A TOP Chinese general said yesterday that freeing a Chinese ship hijacked in the Indian Ocean will be a long, difficult process, and he did not rule out a military response.

The coal ship with 25 Chinese sailors aboard was seized on Monday about 1,100 kilometers east of the lawless Somali coast, and China said a rescue operation was under way.

A successful rescue of the crew was possible if countries involved in anti-piracy operations in seas off Somalia worked in concert, said Major General Qian Lihua, director of the foreign affairs office of China's Ministry of Defense.

"There is some difficulty in resolving this issue," Qian told reporters at a Beijing forum on US-China relations.

"Once a ship or its crew is hijacked and the crew taken hostage, rescuing them requires much time and effort. As for the means applied, whether it is military means, or negotiations, that will depend on developments," Qian said.

A Chinese Foreign Ministry spokesman declined to discuss rescue options, except to say the government was making "all-out efforts."

"The rescue operation is under way. This is what I can provide you with," the spokesman, Ma Zhaoxu, told a regular media briefing yesterday.

Pirate sources had told Reuters the hijacked De Xin Hai would be taken to one of two strongholds on the Somali coast. They have threatened to kill the crew if a rescue is attempted.

The Chinese ship has arrived off the coast of somalia and is now in the vicinity of Hobyo, the European Union authorities said last night.

Three Chinese warships that accompany merchant shipping convoys through the Gulf of Aden are far from the site where the De Xin Hai was hijacked. But China would "seek to take up all measures to achieve a rescue," Qian said.

China also plans to organize a meeting bringing together countries involved in anti-piracy off the Somali coast, he said. The meeting was intended to clarify areas of responsibility on the sea and improve coordination, he said.

Foreign navies have been deployed off the Gulf of Aden since the beginning of the year and have operated convoys and set up a transit corridor for ships to pass vulnerable points.

But their forces have been stretched over the vast expanses of sea, including the Indian Ocean, leaving vessels vulnerable.
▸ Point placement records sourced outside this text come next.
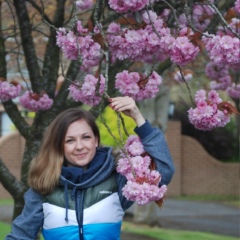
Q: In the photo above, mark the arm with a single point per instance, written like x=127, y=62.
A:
x=154, y=144
x=27, y=225
x=153, y=141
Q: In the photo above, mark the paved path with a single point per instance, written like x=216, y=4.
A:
x=199, y=216
x=185, y=215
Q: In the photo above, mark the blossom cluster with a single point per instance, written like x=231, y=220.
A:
x=138, y=86
x=237, y=6
x=234, y=91
x=123, y=6
x=207, y=116
x=79, y=45
x=220, y=76
x=223, y=49
x=201, y=17
x=83, y=5
x=35, y=102
x=90, y=91
x=233, y=25
x=142, y=184
x=187, y=74
x=9, y=91
x=149, y=44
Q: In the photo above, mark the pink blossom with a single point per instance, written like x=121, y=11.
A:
x=200, y=96
x=83, y=5
x=206, y=115
x=234, y=91
x=81, y=46
x=40, y=102
x=237, y=6
x=216, y=71
x=123, y=6
x=183, y=51
x=136, y=86
x=9, y=91
x=142, y=184
x=88, y=92
x=222, y=49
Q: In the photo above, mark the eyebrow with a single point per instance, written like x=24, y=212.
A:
x=86, y=133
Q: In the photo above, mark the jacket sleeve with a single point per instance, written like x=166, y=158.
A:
x=155, y=145
x=27, y=225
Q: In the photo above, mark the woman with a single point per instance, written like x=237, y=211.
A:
x=75, y=191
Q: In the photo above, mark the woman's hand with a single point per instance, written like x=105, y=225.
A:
x=127, y=106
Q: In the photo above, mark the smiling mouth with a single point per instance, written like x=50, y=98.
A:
x=81, y=155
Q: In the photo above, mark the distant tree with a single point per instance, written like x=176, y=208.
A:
x=60, y=54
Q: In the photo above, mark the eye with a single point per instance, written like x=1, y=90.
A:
x=86, y=137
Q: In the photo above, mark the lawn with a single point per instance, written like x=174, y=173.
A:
x=154, y=232
x=166, y=234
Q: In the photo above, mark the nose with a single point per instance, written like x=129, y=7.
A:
x=79, y=145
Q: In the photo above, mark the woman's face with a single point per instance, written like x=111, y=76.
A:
x=79, y=144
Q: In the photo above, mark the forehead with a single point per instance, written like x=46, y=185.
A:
x=79, y=127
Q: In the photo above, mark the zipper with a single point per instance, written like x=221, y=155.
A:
x=79, y=200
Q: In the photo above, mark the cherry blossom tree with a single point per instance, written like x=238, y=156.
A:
x=60, y=54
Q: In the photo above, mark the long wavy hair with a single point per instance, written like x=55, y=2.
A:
x=45, y=168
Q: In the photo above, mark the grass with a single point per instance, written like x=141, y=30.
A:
x=153, y=232
x=230, y=200
x=166, y=234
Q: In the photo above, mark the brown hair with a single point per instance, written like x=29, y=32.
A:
x=45, y=169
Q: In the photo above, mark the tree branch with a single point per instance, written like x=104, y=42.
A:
x=28, y=44
x=10, y=182
x=52, y=53
x=40, y=10
x=19, y=122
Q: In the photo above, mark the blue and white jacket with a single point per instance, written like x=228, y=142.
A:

Somali pirate gangs have caused havoc in the waterways linking Europe to Asia this year and have received millions of dollars in ransom payments.

The De Xin Hai is the first Chinese vessel to be hijacked since China deployed its three-ship squadron to the Gulf of Aden last year, joining countries as diverse as Britain, India, Iran, the United States, France and Germany in anti-piracy patrols.